I am trying to understand the implementation of dynasor. I have a question regarding the computation of the dynamic structure factor F(q,t).
Why a “windowed” algorithm is used ? Like for \text{MSD} computation, I was thinking a method based on Fast Fourier Transform (according to the definition : \left< n({\bf q}, t)n({\bf -q}, 0) \right>) would be used in place.
Maybe I lack some physical/mathematical/numerical background, but I can’t understand the choice of windowing. Or I did not understand the code.
Hi,
Yes autocorrelation functions could be computed with FFTs, but in dynasor for F(q, t) this is done by computing the ACF directly in the time domain.
The FFT approach is likely faster, but requires holding the entire time signal n(q, t) in memory which can be prohibitive, whereas calculating the ACF in the time domain allows one to only hold a part (a window) of the full signal in memory, see here for a schematic representation of this.
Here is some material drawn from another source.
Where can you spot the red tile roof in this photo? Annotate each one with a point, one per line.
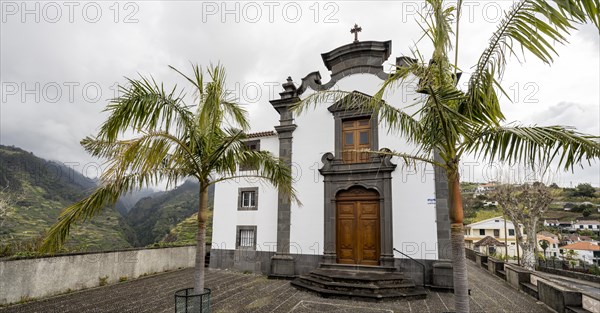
(261, 134)
(582, 245)
(489, 241)
(587, 222)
This allows you to compute the F(q, t) for trajectories with millions of snapshots and thousands of q-points for which using FFT could be difficult due to memory limitations.
To continue the discussion, according to the documentation, how does dynasor do the averages if there are multiple windows generated from the setting? Is it first calculating the ISF on each window, and then do averages on those separate windows?
Im not sure what you mean by multiple windows, since almost always there will be multiple windows unless you set window size equal to trajectory length.
But yes ACF is computed in each window separately, and then in the end the ACF is an averaged over all these.